Perceptual Evaluation of Speech Quality (PESQ)¶

Module Interface¶

class torchmetrics.audio.pesq.PerceptualEvaluationSpeechQuality(fs, mode, n_processes=1, **kwargs)[source]¶

Perceptual Evaluation of Speech Quality (PESQ)

This is a wrapper for the pesq package [1]. Note that input will be moved to cpu to perform the metric calculation.

Note

using this metrics requires you to have pesq install. Either install as pip install torchmetrics[audio] or pip install pesq. Note that pesq will compile with your currently installed version of numpy, meaning that if you upgrade numpy at some point in the future you will most likely have to reinstall pesq.

Forward accepts

preds: shape [...,time]
target: shape [...,time]

Parameters

fs¶ (int) – sampling frequency, should be 16000 or 8000 (Hz)
mode¶ (str) – 'wb' (wide-band) or 'nb' (narrow-band)
keep_same_device¶ – whether to move the pesq value to the device of preds
n_processes¶ (int) – integer specifiying the number of processes to run in parallel for the metric calculation. Only applies to batches of data and if multiprocessing package is installed.
kwargs¶ (Any) – Additional keyword arguments, see Advanced metric settings for more info.

Raises

ModuleNotFoundError – If peqs package is not installed
ValueError – If fs is not either 8000 or 16000
ValueError – If mode is not either "wb" or "nb"

Example

>>> from torchmetrics.audio.pesq import PerceptualEvaluationSpeechQuality
>>> import torch
>>> g = torch.manual_seed(1)
>>> preds = torch.randn(8000)
>>> target = torch.randn(8000)
>>> nb_pesq = PerceptualEvaluationSpeechQuality(8000, 'nb')
>>> nb_pesq(preds, target)
tensor(2.2076)
>>> wb_pesq = PerceptualEvaluationSpeechQuality(16000, 'wb')
>>> wb_pesq(preds, target)
tensor(1.7359)

References

[1] https://github.com/ludlows/python-pesq

Initializes internal Module state, shared by both nn.Module and ScriptModule.

compute()[source]¶

Computes average PESQ.

Return type: Tensor

update(preds, target)[source]¶

Update state with predictions and targets.

Parameters

preds¶ (Tensor) – Predictions from model
target¶ (Tensor) – Ground truth values

Return type

None

Functional Interface¶

torchmetrics.functional.audio.pesq.perceptual_evaluation_speech_quality(preds, target, fs, mode, keep_same_device=False, n_processes=1)[source]¶

PESQ (Perceptual Evaluation of Speech Quality)

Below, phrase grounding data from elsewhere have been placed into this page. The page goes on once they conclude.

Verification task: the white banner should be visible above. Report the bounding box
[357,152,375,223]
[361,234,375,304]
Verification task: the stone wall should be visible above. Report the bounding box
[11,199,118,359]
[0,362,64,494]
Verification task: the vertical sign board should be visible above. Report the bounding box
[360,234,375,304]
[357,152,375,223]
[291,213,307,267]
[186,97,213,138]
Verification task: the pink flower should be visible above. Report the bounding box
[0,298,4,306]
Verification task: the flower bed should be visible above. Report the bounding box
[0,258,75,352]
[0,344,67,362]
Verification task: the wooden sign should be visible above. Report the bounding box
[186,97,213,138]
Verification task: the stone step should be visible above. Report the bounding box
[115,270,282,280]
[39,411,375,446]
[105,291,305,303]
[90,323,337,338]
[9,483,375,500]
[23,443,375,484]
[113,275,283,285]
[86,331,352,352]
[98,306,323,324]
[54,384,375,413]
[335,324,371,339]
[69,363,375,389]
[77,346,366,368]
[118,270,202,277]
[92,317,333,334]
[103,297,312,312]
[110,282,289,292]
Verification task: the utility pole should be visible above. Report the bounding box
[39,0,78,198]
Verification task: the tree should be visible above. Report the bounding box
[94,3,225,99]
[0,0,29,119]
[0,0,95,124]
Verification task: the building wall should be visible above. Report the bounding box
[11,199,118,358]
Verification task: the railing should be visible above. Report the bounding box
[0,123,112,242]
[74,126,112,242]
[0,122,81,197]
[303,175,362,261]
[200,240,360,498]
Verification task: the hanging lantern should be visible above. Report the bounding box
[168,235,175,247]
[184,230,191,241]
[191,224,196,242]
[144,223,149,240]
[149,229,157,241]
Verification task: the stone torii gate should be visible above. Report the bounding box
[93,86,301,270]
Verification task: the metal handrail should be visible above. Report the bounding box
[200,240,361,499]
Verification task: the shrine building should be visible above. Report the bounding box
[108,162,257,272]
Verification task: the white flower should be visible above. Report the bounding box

This is a wrapper for the pesq package [1]. Note that input will be moved to cpu to perform the metric calculation.

Note

using this metrics requires you to have pesq install. Either install as pip install torchmetrics[audio] or pip install pesq. Note that pesq will compile with your currently installed version of numpy, meaning that if you upgrade numpy at some point in the future you will most likely have to reinstall pesq.

Parameters

preds¶ (Tensor) – shape [...,time]
target¶ (Tensor) – shape [...,time]
fs¶ (int) – sampling frequency, should be 16000 or 8000 (Hz)
mode¶ (str) – 'wb' (wide-band) or 'nb' (narrow-band)
keep_same_device¶ (bool) – whether to move the pesq value to the device of preds
n_processes¶ (int) – integer specifiying the number of processes to run in parallel for the metric calculation. Only applies to batches of data and if multiprocessing package is installed.

Return type

Tensor

Returns

pesq value of shape […]

Raises

ModuleNotFoundError – If peqs package is not installed
ValueError – If fs is not either 8000 or 16000
ValueError – If mode is not either "wb" or "nb"

Example

>>> from torchmetrics.functional.audio.pesq import perceptual_evaluation_speech_quality
>>> import torch
>>> g = torch.manual_seed(1)
>>> preds = torch.randn(8000)
>>> target = torch.randn(8000)
>>> perceptual_evaluation_speech_quality(preds, target, 8000, 'nb')
tensor(2.2076)
>>> perceptual_evaluation_speech_quality(preds, target, 16000, 'wb')
tensor(1.7359)

References

[1] https://github.com/ludlows/python-pesq